We are defined as much by what we refuse to destroy as by what we create.
I was telling a life-story to a friend the other day. It was a story about part of the process of my separation from my now ex-husband. We’d been together for 13 years at that point. We’d built a beautiful adobe bed and breakfast as well as our own home on part of the same land in western Colorado. We’d raised a teenager, my niece, and cared for and buried his mother who lived with us. My soul was saying that the work we’d come together to do was done: some hard words to say or to hear. What I knew was that I was being tugged away by unyielding forces, from this very good life that we’d built together.
On the surface, leaving looked like an asinine thing to do. I had a beautiful home with lots of land around me, a great job, good friends and a man who adored me, or at least what he knew of me. But therein lied my angst—there wasn’t enough juice left in the relationship to sustain either of us. And there wasn’t a community that I felt tied enough to to keep me grounded as the storm surged inside of me that said, ‘Mend your life, Beth. Tend your life. No one else can.’ That kind of claptrap.
So one weekend in September, after I’d answered the call to move to Oregon for a job, and he’d said that he wasn’t going to follow me - at least not yet - my husband and I took the decrepit camper down to a narrow little camping spot on the North Fork of the Gunnison River where we often went with the dogs to let them romp. We took a goodly supply of red wine. We hiked for a bit, made a lovely dinner, and then sat down by the fire to talk until we were done.

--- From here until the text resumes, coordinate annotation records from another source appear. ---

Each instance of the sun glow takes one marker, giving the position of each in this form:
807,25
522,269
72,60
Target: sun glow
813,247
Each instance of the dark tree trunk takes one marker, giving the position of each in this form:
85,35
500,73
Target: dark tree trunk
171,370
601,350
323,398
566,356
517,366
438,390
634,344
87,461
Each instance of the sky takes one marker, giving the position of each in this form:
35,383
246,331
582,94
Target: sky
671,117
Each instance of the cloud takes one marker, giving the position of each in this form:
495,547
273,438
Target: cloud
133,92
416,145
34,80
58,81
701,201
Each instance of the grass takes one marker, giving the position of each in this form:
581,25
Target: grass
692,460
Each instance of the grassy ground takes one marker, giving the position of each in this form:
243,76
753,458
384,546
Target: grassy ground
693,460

From that altered space, he told me that he saw my soul slowly dying, and that I needed to move on with my life. He also said that he loved me desperately, and that he would do everything in his power to keep me with him. And that I was not to give in. And that he would deny that he’d ever said any of this. I cried my way through this conversation, but I knew he meant it: he loved me, wanted me by his side, and he was telling me to go so that I could live and love. We asked each other if we had what it takes to do the work of making the relationship we had 'work'. We both agreed that we didn’t. We no longer valued the form of the relationship more than we valued the content of it.
From the get-go, we’d built our relationship on the premise that we were committed to the process and unfolding of the relationship, rather than to ‘each other’. This nuance has been one of the most profound of my middle years. It has allowed us to stay committed to the relationship, even though we are no longer in it. It has allowed us to stay committed to each other’s spiritual growth and development—because that was our highest value.
Now, six+ years later, we are both on separate but never-separate life journeys. He has had a major love, who just died in May of this year. We are true, dear and special friends. And we always will be, because we have refused to destroy something that is so life-giving to each of us, even if it no longer nurtures us to live as husband and wife.
Not sure why I’m telling you all this story, but there it is. It's one of the stories that are forming the spine of a book that is being born from the Hafiz poem "One regret, dear world, that I am determined not to have when I'm lying on my deathbed is that I did not kiss you enough."
Autumn 2003 in the Chinook-Camper named Bertha, with Ling (the forever puppy) on my lap, Jaz (alpha female) at my side, and Josh (sweet boy that moved with me to Oregon) at my feet. Now all dead, they live forever in my heart. However, I still have that shirt, now with wonderful holes and used as an undershirt, and that plaid blanket that now lives in Estralita the Eurovan...and they both still warm me on chilly evenings around a fire, somewhere, anywhere under God's starry sky.